Small power sources such as photovoltaic cells, and in particular solar cells, are being used to power portable devices or to charge a battery pack. The well-known boost chopper power converter circuit has been used in conjunction with such power sources in portable applications. This type of power converter takes input current at a low voltage, e.g., a single silicon solar cell has an output of about 0.5 volts, and produces an output current at a higher voltage that can be used to operate handheld electronics or charge a battery pack.
When it is desired to use the power of multiple power sources the outputs of the individual sources have to be combined. Traditionally, the power sources such as like-type silicon solar cells have been connected in some series-parallel combination to provide the voltage and current outputs required for the particular application. For example, one type of solar cell battery charger connects the solar cells in series to approximate the battery voltage. The output is then fed into the battery through a diode. However, this architecture is inefficient and the rechargeable batteries quickly wear out. Another approach simulates the AC outlet that users can plug into with a solar cell powered equivalent. This architecture is inherently inefficient since the battery chargers incorporated in most consumer electronics are not designed for efficient operation with limited sources of power.

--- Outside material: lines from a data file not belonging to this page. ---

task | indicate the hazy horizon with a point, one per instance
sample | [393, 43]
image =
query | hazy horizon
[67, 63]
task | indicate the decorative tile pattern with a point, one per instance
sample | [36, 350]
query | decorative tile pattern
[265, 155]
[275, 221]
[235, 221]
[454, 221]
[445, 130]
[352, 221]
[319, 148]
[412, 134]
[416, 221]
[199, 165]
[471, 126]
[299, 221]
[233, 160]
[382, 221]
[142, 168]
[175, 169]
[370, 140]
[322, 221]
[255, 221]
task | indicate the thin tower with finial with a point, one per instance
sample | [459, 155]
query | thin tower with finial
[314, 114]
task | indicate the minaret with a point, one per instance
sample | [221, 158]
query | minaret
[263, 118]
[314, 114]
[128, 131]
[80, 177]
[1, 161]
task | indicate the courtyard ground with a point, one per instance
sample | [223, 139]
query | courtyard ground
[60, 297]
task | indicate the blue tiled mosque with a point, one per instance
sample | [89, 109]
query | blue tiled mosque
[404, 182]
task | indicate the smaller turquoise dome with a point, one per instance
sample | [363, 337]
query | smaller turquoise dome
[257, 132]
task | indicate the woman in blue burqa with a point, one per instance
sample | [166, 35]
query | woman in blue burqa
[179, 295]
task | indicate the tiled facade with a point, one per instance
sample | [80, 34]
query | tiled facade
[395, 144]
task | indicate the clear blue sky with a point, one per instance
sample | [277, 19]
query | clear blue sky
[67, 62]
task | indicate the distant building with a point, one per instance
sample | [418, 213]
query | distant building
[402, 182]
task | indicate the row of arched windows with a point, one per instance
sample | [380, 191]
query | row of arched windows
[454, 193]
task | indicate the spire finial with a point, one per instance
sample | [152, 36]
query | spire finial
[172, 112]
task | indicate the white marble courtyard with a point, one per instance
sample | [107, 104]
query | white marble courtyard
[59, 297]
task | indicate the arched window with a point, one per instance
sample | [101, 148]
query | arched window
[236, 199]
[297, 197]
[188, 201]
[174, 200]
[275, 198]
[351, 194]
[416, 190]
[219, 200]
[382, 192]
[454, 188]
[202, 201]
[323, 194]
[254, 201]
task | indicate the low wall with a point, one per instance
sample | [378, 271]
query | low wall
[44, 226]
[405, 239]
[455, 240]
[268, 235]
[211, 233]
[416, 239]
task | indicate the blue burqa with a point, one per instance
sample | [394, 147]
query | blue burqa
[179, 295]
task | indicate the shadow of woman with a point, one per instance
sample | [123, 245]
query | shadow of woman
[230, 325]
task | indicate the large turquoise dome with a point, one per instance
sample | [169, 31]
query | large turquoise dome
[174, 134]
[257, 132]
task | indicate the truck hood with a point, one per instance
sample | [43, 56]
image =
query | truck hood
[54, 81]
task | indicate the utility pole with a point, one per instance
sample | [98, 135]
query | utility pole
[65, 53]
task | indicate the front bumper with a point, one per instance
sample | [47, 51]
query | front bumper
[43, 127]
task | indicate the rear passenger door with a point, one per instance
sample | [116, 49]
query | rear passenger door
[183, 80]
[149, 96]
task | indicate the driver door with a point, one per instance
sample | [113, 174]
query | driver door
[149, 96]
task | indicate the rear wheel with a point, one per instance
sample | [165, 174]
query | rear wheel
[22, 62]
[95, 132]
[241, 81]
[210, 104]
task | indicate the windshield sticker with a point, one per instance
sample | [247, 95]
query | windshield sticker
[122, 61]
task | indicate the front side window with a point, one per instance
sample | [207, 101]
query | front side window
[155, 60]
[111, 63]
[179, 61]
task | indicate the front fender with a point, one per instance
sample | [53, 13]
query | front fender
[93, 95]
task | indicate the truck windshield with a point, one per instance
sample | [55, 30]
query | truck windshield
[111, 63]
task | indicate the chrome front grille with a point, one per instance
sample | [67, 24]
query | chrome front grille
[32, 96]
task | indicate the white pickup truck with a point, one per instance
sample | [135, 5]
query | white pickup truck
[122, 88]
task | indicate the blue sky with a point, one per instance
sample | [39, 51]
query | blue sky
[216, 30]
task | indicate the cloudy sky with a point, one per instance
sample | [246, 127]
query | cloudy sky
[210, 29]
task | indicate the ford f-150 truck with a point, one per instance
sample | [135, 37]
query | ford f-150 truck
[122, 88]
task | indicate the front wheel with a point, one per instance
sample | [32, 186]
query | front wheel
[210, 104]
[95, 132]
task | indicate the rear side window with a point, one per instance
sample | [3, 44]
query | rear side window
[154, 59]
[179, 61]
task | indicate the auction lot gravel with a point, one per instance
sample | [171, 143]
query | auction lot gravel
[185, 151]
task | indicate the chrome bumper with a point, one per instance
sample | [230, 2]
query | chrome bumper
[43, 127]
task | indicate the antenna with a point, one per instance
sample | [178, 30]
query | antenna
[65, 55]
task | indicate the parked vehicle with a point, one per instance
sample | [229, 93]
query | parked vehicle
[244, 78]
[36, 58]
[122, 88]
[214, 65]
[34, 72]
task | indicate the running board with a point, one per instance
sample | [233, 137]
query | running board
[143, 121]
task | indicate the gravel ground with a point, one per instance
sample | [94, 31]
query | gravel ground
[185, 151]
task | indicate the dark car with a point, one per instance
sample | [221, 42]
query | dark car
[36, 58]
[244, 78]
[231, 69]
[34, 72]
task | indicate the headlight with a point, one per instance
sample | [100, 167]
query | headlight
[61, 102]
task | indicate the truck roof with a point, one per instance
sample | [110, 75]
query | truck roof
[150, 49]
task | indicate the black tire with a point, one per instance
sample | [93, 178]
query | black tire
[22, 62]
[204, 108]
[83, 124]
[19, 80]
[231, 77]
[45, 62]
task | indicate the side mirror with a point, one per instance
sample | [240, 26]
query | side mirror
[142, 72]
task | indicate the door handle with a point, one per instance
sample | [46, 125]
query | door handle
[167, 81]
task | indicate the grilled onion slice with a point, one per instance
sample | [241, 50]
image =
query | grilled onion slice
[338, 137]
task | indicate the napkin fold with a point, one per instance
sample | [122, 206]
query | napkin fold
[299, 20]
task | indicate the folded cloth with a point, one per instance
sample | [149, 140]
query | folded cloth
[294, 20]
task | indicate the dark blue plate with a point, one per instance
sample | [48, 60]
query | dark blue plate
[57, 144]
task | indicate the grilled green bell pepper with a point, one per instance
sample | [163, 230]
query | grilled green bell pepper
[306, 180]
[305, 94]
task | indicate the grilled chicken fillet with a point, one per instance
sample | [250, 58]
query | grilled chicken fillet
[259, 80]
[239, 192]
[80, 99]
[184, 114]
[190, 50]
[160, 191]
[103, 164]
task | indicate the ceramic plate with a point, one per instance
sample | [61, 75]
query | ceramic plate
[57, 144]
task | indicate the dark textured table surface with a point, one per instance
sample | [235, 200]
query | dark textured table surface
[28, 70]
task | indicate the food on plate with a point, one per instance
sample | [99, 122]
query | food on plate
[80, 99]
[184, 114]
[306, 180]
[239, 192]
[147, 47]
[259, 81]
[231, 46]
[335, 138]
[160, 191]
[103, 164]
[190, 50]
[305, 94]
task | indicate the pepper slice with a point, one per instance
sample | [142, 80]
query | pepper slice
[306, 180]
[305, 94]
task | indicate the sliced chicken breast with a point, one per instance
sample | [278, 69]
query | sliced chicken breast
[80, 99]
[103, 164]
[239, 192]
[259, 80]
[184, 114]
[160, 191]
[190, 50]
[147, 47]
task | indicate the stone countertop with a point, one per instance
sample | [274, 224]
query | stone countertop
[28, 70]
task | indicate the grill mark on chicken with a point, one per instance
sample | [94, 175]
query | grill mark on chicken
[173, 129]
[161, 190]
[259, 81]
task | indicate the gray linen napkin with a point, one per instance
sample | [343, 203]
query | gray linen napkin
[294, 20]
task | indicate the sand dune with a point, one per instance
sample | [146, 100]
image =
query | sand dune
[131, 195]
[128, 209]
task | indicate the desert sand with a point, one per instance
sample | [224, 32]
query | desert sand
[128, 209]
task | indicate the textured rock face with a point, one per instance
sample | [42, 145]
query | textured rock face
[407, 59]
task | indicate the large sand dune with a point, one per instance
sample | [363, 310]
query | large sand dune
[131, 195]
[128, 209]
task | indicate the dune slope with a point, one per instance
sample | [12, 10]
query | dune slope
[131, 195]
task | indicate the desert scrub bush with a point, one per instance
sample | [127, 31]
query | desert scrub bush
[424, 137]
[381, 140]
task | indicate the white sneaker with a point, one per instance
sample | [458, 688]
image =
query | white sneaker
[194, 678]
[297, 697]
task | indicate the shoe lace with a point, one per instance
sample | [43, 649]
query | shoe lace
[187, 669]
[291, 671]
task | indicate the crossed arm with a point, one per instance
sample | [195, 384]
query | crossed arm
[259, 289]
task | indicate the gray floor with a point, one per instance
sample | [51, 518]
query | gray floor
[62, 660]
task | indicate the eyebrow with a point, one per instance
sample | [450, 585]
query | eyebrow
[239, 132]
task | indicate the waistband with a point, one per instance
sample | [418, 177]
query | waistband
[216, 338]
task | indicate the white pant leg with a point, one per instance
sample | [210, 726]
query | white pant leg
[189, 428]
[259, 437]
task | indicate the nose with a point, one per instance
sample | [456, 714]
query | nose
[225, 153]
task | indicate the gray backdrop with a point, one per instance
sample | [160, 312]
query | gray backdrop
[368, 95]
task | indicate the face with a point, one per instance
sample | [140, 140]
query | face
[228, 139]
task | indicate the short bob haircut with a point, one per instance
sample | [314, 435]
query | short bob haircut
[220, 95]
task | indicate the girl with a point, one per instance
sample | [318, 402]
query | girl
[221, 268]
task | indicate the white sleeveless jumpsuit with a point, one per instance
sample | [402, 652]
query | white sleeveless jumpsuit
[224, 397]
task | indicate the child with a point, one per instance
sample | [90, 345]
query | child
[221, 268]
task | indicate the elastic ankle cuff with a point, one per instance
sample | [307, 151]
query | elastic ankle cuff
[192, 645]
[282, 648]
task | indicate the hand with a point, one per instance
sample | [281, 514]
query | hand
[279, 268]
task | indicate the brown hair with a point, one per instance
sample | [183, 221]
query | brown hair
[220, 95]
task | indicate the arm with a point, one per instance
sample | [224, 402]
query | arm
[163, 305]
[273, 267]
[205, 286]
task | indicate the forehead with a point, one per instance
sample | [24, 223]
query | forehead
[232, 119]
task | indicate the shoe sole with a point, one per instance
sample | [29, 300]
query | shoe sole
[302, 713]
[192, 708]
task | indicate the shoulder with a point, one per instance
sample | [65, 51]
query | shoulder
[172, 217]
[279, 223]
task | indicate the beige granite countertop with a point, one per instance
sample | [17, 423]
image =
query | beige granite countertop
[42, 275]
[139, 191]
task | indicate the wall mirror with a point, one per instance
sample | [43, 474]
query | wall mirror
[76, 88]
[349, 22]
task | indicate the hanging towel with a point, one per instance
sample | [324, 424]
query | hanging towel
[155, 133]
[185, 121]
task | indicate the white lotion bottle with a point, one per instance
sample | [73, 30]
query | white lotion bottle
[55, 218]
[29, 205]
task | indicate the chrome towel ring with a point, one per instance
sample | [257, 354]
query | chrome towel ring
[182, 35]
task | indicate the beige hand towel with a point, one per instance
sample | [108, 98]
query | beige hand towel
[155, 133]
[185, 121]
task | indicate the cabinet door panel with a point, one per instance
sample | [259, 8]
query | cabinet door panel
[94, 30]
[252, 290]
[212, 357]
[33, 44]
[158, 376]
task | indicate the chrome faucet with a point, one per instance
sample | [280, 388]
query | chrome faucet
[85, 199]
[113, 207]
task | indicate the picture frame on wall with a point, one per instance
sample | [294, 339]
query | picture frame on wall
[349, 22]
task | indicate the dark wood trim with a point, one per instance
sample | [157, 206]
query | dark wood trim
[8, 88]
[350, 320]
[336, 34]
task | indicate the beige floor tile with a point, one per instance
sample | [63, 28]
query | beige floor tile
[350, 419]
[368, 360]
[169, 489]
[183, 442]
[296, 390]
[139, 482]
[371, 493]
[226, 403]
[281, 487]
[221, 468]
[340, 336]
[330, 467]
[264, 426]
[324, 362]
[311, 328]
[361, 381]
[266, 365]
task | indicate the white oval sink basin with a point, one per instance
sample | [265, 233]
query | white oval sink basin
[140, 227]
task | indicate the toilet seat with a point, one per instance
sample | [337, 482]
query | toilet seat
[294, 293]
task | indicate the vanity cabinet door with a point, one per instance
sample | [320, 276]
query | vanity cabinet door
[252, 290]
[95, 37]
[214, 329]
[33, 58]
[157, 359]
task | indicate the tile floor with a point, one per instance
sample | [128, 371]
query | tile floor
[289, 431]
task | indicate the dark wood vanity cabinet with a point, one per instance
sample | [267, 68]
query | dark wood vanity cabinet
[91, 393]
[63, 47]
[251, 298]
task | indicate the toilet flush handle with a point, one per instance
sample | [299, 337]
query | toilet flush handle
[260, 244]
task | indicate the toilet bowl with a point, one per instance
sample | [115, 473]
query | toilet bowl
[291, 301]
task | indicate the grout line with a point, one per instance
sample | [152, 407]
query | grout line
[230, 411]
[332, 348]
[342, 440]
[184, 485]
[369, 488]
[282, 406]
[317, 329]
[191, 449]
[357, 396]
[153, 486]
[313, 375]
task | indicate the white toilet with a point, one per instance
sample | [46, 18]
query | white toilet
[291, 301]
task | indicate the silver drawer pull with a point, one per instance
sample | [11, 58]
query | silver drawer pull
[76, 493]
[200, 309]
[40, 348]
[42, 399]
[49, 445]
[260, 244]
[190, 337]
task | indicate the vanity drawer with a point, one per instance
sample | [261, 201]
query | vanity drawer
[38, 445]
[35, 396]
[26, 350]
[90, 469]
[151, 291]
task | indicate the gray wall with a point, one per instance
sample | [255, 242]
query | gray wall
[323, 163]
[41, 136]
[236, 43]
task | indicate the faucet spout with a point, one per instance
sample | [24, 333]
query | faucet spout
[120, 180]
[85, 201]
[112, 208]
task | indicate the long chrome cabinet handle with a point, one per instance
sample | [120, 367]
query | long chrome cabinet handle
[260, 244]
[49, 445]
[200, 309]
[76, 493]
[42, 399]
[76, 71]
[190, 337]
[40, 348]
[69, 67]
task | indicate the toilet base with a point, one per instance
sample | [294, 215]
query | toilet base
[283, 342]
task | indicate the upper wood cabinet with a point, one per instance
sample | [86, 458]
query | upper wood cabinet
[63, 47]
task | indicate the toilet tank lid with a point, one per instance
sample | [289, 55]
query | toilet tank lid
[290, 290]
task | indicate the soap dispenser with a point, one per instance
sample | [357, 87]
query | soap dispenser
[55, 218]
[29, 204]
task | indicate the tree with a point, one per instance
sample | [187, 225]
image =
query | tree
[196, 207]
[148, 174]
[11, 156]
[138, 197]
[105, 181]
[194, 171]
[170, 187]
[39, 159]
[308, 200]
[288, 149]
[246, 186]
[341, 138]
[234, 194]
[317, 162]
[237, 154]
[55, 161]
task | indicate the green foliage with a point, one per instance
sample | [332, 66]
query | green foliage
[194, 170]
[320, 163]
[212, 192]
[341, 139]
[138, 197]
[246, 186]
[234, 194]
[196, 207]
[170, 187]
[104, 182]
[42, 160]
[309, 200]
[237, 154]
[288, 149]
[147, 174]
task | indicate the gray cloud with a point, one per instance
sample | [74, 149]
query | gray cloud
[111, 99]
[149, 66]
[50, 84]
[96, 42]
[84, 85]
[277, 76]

A photovoltaic cell connected to an electrical load such as a resistor acts as a power-limited current source. Its current output depends on the rate of incident radiation and the temperature of the cell. A typical plot of cell current versus cell voltage for a photovoltaic cell is shown in FIG. 1.for five different incident radiations. Curve A corresponds to an incident radiation of 1000 W/m2, curve B—800 W/m2, curve C—600 W/m2, curve D—400 W/m2 and curve E—200 W/m2. These curves clearly show that cell current depends on the degree of incident radiation. The cell output current collapses if the load attempts to draw too much power from the cell. A typical plot of output power versus cell voltage for a photovoltaic cell is shown in FIG. 2 for the same five different incident radiations used in FIG. 1. Curve A corresponds to an incident radiation of 1000 W/m2, curve B—800 W/m2, curve C—600 W/m2, curve D—400 W/m2 and curve E—200 W/m2. There is a specific operating point, the maximum power point, MPP, with a specific voltage, VMPP, and current, IMPP, at which maximum power output is produced from the cell. As apparent from FIG. 2, the MPP is a function of the incident radiation. The MPP is also a function of the cell temperature.
It is most efficient, and therefore highly desirable to use Maximum Power Point Tracking (MPPT), i.e., to operate a photovoltaic cell at its MPP. This means finding and tracking the VMPP and IMPP. It is even more challenging to accomplish MPPT for a photovoltaic array made up of many solar cells that operate under slightly different temperature and irradiance conditions. Two sensors are usually required to measure photovoltaic cell voltage and photovoltaic cell current. Current sensors are typically more expensive and bulky than voltage sensors.
To obtain maximum power from a photovoltaic array of solar cells, one has to perform MPPT on every solar cell. The number of sensors and hardware complexity required to run MPPT on every solar cell in the array is prohibitively expensive. Instead, MPPT is usually performed on one solar cell or on one group of connected solar cells in the array and the results applied to the whole array.
Recent solar cell architectures use multiple cells that efficiently absorb different portions of the solar spectrum and thereby achieve higher overall conversion efficiency than traditional solar cells using a single type of cell. Since the cells and their characteristics are not identical, to obtain maximum power from such a solar cell architecture MPPT must be carried out for each cell.
Thus there is a continuing need for a method for MPPT a photovoltaic cell, an array of photovoltaic cells and an architecture of different type photovoltaic cells.